“Ma non dicevi che non volevi più fare gare?” dico a chi mi segue nella fila. Siamo qua in fila appunto per il solito rito: firma liberatoria, 20 € o poco più, pettorale e via.
Il compare non mi riconosce: eppure solo una settimana fa eravamo a tavola assieme dopo la gara della Plose. Mi aveva chiesto ospitalità al tavolo, con in mano un piatto di pasta (rigorosamente in bianco, come si conviene ai veri sportivi) e una pagnotta; si era seduto pensieroso e aveva bofonchiato qualcosa per ingannare il tempo. Chissà cosa avrà pensato; io sono uno del gruppo in effetti, mentre lui è uno da podio. Sono lontani in tempi in cui i campioni (o presunti tali) discutevano con i bisonti come me (come vengono chiamati per esempio alla Marcialonga) di tecnica e allenamenti. Mi ricordo uno dei primi campioni mondiali di scialpinismo, nonché soccorritore del Soccorso Alpino che si era distinto nella tragedia della Val Lasties, insegnarmi la giusta sequenza per velocizzare il cambio pelli proprio qui a Bellamonte, un bel po’ di anni fa.
In effetti il compare arriverà a podio, rifilandomi un bel po’ di minuti.

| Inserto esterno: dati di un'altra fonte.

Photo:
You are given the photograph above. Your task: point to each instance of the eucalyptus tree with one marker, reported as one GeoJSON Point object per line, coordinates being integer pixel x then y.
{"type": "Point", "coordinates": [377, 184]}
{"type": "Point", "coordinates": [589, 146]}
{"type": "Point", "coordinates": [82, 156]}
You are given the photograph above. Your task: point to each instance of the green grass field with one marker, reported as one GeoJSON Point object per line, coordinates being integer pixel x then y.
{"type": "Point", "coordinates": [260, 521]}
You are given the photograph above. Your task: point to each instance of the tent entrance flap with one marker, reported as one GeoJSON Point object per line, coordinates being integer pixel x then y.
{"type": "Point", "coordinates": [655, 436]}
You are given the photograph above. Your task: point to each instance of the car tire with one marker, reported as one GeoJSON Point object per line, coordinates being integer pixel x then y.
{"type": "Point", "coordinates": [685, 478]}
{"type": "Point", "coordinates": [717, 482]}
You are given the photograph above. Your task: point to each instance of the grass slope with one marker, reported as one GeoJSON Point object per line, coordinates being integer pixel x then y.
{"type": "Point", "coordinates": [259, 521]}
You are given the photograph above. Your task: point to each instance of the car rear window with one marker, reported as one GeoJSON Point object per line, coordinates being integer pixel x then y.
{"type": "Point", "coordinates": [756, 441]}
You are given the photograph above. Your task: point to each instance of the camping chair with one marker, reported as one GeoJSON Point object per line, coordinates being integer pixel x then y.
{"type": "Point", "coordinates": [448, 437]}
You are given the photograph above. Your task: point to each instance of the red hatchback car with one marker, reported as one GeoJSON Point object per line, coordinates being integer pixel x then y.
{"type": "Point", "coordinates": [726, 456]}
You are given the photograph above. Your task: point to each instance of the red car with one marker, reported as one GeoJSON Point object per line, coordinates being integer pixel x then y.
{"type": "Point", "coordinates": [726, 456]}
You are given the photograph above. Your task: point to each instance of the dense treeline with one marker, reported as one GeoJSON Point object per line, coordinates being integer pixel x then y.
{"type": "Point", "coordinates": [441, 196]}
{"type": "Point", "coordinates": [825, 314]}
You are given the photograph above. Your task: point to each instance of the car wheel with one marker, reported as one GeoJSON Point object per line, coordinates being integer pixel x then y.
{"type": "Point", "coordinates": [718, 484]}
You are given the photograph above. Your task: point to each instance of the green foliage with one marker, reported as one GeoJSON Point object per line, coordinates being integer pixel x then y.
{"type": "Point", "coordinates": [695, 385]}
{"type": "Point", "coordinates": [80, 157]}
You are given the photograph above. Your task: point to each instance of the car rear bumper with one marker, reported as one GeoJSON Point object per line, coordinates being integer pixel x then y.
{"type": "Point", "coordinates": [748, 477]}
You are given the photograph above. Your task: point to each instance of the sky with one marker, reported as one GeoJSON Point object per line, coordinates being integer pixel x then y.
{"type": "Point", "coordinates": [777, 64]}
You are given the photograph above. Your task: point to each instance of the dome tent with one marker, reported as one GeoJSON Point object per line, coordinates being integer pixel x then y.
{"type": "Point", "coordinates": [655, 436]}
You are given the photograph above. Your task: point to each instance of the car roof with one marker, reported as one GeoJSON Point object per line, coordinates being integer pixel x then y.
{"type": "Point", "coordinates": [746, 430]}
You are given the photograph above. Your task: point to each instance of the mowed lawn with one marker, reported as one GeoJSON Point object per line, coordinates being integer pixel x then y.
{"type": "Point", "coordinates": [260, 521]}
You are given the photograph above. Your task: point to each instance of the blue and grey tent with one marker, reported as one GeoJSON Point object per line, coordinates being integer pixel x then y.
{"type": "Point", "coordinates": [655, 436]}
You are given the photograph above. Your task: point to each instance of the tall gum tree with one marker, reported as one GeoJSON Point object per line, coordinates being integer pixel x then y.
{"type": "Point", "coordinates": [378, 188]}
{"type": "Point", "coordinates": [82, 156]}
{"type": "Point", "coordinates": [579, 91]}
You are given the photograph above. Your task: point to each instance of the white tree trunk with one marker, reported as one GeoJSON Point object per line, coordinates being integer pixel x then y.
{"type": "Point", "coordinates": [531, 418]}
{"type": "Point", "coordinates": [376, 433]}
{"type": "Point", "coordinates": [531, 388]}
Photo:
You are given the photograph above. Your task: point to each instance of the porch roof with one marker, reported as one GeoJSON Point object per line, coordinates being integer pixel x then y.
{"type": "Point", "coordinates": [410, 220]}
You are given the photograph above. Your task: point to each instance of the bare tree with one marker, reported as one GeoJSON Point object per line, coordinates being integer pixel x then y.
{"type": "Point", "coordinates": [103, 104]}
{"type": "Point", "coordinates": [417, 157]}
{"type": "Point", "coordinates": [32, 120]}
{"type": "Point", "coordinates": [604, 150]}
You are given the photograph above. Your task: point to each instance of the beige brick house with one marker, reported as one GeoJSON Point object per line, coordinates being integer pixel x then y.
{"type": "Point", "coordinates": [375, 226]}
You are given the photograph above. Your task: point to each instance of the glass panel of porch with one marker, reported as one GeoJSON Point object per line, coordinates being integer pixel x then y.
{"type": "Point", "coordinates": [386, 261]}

Del resto dall’età potrebbe essere mio figlio; anche se poi scopro rileggendo la classifica che ci sono un bel po’ di vecchietti che pestano proprio duro davanti a me; e alcune ragazze pure.
Io e Paolino facciamo un po’ di scaramucce sia in salita che in discesa: patisco in salita poi mi riprendo con un po’ di mestiere in discesa e nei cambi: arriviamo assieme; buono per il Sellaronda.